FIGURE 10.20. Intensity-modulated radiation therapy (IMRT) plan for locally advanced non–small-cell lung cancer. Inner red line is the gross tumor volume (GTV); clinical tumor volume (CTV) is shown as a light blue aqua contour, which includes nodal regions to left of the GTV. The outermost yellow contour is the 60 Gy isodose line.

IMRT Experience with Other Cancer Sites

In addition to strong data supporting the use of IMRT in head and neck and prostate cancer, there are a number of preliminary studies reporting the feasibility and outcomes of IMRT in other cancers; many of these reports are theoretical dosimetric studies. Theoretically improved dosimetry alone probably does not serve as sufficient justification for the routine use of IMRT in these cases, and in the absence of robust clinical data regarding actual treatment outcomes, IMRT in these settings should be considered investigational.
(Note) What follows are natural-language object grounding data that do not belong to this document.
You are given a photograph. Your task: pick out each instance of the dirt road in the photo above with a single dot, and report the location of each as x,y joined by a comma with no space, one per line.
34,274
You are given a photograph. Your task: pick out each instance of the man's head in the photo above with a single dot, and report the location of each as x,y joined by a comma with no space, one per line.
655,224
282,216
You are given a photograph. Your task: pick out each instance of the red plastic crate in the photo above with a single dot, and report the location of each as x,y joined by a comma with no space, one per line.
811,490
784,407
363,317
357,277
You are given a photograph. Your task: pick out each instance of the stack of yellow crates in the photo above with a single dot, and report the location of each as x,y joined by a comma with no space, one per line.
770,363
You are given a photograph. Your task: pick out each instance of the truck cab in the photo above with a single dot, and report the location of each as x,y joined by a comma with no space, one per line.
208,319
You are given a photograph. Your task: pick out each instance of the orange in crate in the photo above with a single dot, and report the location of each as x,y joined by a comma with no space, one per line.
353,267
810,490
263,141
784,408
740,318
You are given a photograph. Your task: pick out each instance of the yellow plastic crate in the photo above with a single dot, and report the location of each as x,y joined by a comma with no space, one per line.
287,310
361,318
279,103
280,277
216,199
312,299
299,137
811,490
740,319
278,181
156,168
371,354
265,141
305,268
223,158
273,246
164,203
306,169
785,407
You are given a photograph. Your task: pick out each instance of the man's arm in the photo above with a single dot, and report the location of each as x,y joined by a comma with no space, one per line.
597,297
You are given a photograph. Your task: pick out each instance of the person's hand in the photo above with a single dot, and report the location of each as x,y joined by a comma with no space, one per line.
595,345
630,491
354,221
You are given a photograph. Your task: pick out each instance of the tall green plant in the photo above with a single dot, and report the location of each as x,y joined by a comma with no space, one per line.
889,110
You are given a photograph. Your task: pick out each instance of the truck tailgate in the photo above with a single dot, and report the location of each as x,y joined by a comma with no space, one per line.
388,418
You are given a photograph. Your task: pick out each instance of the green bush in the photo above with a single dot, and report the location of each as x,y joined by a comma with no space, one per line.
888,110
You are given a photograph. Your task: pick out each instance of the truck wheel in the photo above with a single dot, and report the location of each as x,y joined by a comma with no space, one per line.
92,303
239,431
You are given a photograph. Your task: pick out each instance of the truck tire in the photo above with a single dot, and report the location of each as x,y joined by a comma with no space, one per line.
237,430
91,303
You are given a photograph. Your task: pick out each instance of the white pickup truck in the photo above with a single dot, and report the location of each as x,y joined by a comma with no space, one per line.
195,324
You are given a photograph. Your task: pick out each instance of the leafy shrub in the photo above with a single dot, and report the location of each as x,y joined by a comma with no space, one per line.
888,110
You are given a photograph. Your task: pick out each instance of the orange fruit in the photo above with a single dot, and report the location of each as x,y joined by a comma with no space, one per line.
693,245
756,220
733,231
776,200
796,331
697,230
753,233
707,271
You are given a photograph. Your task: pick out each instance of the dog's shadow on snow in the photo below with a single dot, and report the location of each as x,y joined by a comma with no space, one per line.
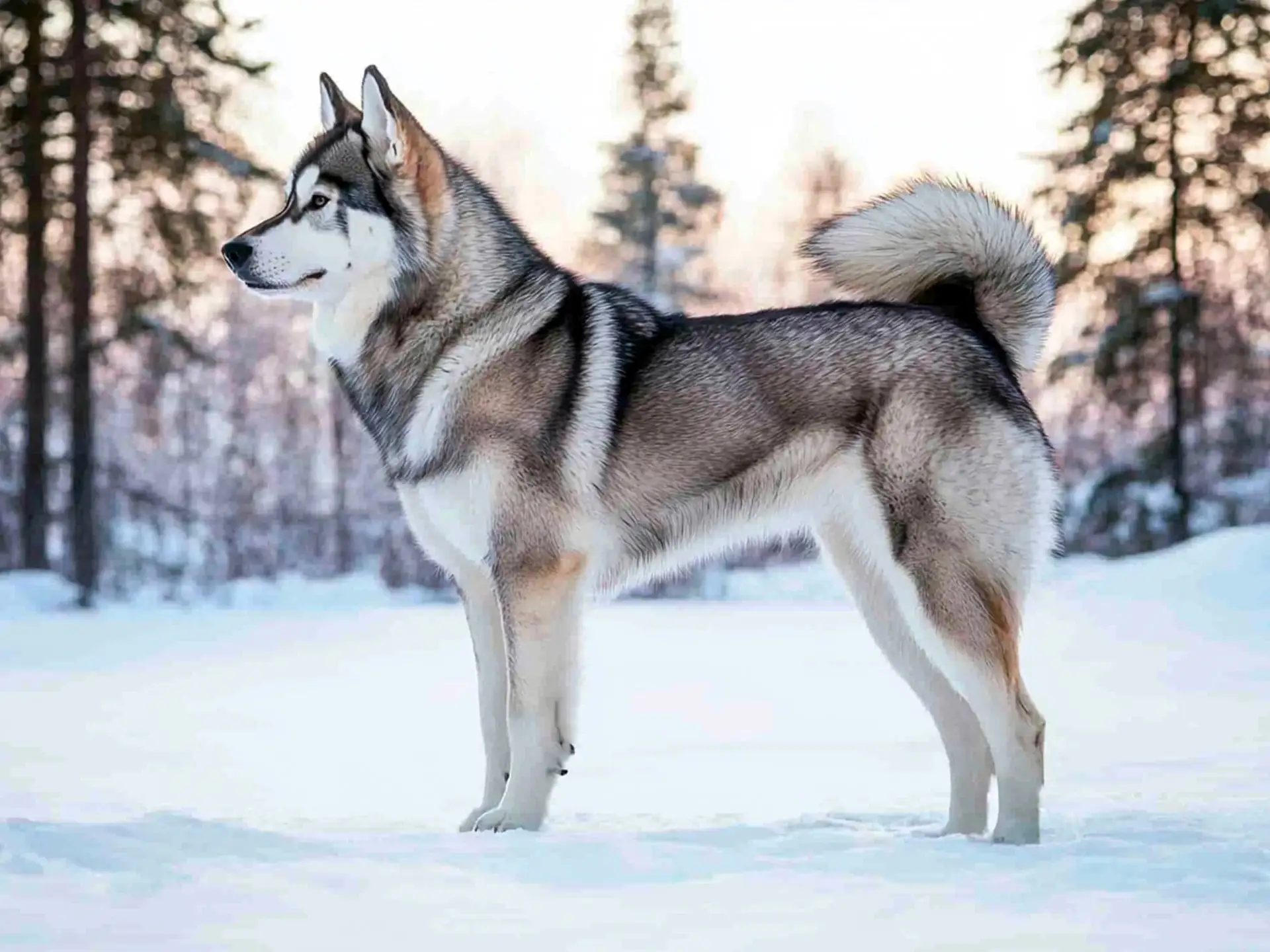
1154,856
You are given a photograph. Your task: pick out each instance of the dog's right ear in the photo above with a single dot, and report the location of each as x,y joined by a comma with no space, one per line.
334,108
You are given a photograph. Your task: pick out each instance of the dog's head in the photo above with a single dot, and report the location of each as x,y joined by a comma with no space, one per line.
368,197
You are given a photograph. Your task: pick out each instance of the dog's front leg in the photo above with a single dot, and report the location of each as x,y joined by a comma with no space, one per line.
486,625
540,606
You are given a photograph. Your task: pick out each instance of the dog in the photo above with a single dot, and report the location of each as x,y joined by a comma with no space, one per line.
552,437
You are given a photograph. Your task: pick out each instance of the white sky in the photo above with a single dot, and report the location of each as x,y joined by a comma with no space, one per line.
897,85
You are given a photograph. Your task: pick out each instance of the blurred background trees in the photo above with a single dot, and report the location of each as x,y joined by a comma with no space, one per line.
657,216
159,429
1156,187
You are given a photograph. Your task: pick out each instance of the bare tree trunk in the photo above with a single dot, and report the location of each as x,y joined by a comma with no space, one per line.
34,491
343,531
83,524
1179,309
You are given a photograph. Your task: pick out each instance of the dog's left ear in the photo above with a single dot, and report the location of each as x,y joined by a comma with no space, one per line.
334,107
381,118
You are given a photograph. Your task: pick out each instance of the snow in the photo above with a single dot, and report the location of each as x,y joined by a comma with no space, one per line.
749,775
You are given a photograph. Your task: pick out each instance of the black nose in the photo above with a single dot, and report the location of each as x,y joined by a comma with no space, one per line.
235,253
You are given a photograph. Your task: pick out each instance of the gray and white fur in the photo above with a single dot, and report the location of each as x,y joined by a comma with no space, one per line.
552,437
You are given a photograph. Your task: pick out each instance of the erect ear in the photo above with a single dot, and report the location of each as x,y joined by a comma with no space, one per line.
381,118
334,108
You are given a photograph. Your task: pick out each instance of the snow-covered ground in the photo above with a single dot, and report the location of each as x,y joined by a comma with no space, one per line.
749,775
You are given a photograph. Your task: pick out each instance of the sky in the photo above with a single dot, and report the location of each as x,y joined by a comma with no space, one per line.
527,92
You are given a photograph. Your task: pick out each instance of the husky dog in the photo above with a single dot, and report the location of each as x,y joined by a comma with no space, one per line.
552,437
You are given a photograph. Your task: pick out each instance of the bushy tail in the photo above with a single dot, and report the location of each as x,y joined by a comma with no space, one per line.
906,245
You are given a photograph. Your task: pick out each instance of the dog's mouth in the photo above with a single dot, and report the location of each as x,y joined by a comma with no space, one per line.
259,287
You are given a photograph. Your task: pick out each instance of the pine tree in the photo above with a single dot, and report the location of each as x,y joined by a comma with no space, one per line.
825,186
145,84
83,524
1165,153
657,216
34,178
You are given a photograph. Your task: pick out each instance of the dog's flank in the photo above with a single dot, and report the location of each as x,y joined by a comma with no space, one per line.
552,437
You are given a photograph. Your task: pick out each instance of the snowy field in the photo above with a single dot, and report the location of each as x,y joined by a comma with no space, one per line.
749,776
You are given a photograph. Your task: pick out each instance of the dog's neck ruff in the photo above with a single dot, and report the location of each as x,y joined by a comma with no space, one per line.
339,329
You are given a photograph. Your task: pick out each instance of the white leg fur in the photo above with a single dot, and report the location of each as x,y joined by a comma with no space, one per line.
489,647
969,757
486,625
1013,733
541,619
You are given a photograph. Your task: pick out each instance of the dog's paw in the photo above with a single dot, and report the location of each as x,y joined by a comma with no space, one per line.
501,819
469,824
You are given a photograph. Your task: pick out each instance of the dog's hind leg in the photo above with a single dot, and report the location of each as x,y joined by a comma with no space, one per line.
969,757
540,604
970,629
486,625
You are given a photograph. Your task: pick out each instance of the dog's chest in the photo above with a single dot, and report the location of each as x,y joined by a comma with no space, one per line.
452,516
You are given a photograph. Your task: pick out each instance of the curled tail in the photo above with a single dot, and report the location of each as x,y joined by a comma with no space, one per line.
930,241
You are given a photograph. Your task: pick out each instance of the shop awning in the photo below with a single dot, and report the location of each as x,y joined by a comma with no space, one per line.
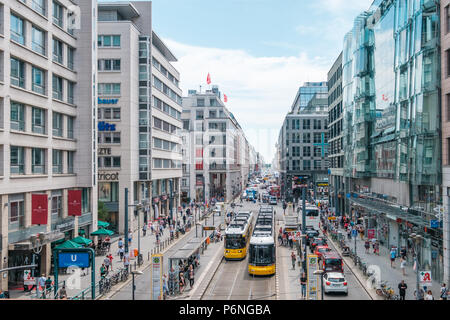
102,232
102,224
82,240
69,245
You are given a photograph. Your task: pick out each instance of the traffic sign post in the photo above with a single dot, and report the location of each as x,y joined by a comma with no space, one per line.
75,257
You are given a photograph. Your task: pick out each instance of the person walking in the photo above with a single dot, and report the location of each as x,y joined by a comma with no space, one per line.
402,286
303,280
393,255
294,259
403,265
444,292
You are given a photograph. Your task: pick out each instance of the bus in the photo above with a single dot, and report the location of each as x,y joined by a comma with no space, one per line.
262,249
237,237
312,216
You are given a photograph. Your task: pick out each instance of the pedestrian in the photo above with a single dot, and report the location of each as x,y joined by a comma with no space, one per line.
403,266
144,230
303,280
294,259
191,276
393,255
444,292
402,286
367,246
429,295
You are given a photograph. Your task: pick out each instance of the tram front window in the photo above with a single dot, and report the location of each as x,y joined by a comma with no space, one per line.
262,255
234,242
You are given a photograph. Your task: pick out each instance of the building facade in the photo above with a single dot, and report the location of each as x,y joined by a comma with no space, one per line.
336,137
217,161
391,93
48,109
139,117
303,144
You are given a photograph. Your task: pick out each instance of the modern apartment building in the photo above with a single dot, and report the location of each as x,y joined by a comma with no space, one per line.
336,136
48,177
445,112
139,116
303,143
392,127
216,162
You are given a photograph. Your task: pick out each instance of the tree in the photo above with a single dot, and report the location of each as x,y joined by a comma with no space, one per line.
103,212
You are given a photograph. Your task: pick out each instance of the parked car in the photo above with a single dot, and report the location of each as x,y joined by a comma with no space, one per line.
335,282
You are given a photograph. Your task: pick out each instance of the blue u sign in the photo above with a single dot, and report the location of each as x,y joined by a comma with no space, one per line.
70,259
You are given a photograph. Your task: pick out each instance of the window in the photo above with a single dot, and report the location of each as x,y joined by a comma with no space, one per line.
17,116
70,127
70,92
57,124
57,51
38,40
57,161
17,73
37,161
70,156
17,160
109,41
17,29
38,120
57,14
38,77
70,57
39,6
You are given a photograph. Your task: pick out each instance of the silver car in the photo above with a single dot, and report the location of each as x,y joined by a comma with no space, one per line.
335,282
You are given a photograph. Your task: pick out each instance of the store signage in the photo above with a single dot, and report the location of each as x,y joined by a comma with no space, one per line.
39,208
104,151
108,176
74,203
105,126
107,101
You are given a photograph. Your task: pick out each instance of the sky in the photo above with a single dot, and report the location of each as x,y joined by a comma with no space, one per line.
259,52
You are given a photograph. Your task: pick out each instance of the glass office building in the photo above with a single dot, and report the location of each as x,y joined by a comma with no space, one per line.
391,87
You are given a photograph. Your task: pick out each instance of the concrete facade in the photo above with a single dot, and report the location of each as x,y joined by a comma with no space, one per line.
47,135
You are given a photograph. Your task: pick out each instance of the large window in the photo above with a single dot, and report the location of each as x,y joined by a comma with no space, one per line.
57,14
38,77
57,87
17,29
17,116
17,160
109,41
38,120
37,161
57,51
17,73
57,124
38,40
57,161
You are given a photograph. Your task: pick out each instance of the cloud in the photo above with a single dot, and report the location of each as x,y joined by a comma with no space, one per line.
260,89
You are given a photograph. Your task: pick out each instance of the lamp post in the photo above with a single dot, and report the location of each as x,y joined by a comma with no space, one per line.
320,273
416,239
133,273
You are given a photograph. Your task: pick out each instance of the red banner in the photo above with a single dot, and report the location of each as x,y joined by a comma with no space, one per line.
74,205
39,209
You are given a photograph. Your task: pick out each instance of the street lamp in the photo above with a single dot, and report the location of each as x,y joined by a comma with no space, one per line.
416,239
133,273
320,273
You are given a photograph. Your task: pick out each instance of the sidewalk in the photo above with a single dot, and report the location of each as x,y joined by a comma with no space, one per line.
393,276
147,243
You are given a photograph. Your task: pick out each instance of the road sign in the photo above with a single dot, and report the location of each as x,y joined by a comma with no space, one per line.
69,259
311,266
425,278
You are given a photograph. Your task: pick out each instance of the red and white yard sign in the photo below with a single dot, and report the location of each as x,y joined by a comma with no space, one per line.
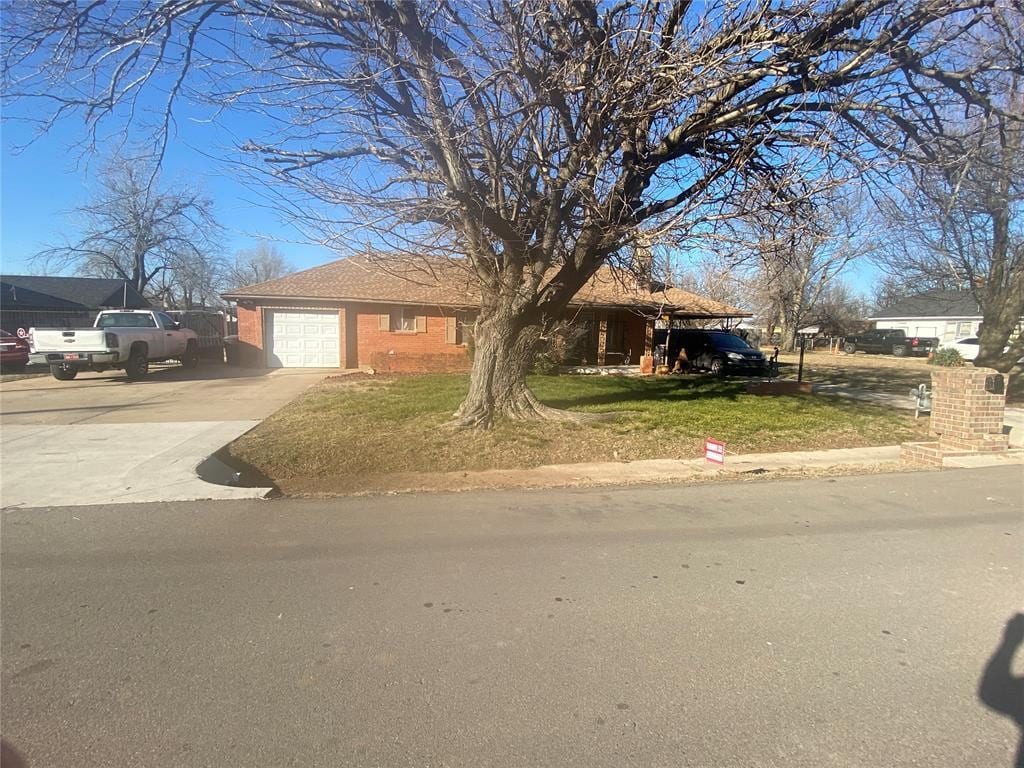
715,451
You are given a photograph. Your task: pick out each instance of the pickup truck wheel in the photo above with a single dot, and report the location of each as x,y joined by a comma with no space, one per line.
64,373
190,357
137,366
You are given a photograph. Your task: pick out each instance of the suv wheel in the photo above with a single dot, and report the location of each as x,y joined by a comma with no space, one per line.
137,366
190,357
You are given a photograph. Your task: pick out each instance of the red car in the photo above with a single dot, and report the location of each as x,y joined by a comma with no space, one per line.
13,352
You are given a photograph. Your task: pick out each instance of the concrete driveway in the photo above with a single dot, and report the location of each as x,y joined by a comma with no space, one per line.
102,439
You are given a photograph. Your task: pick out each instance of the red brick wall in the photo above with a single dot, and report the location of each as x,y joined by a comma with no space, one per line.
635,330
962,410
388,351
251,337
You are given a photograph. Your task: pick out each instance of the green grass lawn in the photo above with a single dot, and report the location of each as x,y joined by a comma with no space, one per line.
357,431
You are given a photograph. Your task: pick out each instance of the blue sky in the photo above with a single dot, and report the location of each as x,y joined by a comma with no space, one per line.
40,184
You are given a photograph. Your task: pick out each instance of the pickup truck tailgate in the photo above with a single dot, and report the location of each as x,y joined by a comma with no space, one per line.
59,340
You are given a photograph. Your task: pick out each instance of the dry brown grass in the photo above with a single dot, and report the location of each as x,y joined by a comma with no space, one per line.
360,434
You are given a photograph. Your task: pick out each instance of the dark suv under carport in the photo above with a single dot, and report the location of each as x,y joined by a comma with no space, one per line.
718,351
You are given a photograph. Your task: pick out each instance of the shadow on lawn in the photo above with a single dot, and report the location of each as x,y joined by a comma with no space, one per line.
623,391
878,379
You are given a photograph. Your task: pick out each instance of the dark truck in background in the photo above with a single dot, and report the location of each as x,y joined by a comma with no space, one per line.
889,341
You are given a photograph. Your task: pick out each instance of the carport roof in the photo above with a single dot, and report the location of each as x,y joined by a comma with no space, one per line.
54,292
451,283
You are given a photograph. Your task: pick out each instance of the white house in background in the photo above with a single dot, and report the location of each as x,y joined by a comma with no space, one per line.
943,314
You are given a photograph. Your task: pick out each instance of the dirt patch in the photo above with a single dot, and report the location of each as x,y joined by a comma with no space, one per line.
455,482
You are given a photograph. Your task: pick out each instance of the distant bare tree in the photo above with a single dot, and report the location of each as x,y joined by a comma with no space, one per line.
258,264
530,138
134,230
960,222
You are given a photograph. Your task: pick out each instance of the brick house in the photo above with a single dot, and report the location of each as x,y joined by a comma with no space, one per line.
415,315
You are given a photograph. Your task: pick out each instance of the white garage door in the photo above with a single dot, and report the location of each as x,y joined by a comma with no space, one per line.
302,340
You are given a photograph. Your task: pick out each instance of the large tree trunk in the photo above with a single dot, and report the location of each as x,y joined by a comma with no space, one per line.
504,349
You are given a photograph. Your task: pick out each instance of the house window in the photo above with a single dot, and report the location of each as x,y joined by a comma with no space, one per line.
616,336
403,321
456,329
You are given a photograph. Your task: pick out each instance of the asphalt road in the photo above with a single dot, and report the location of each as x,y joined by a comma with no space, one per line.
840,622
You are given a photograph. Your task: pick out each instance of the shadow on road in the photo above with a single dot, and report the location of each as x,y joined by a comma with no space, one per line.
999,689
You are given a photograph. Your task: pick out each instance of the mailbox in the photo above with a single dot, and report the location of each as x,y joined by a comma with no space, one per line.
994,384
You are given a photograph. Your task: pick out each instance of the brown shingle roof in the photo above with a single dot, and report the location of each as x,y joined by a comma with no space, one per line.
451,283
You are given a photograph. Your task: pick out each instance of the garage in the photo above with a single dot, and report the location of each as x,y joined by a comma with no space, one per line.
302,339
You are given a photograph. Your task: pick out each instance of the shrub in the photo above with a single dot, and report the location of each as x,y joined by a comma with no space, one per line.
946,358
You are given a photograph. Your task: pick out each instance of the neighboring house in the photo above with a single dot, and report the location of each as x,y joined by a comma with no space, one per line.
60,302
944,314
415,315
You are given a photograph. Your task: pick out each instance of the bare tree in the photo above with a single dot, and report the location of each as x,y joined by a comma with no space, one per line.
528,138
195,282
258,264
958,223
798,258
134,230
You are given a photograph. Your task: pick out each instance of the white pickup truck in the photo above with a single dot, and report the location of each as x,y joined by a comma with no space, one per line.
120,338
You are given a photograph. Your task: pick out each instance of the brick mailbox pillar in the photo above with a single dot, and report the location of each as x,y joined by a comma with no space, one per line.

In closing, IMRT clearly results in improved radiation dose distributions in a variety of cancers. In some cases, the superior dosimetry of IMRT has resulted in improved clinical outcomes for patients; however, the scientific evidence documenting these clinical improvements lags far behind the data documenting improved dosimetry. Many patients present with disease for which the likelihood of cure is remote, but for whom reduction of tumor burden with fewer debilitating toxicities will be an attractive option. Reduction in treatment morbidity is an immediately realizable benefit of IMRT. Improvement of survival will require better ability to image the biologic activity of malignancies, and this is an area of very active research. It is incumbent on radiation oncologists to continue to document improved clinical outcomes with IMRT in the peer-reviewed literature if we wish to justify the use of this expensive technology to our communities in an era of skyrocketing medical costs.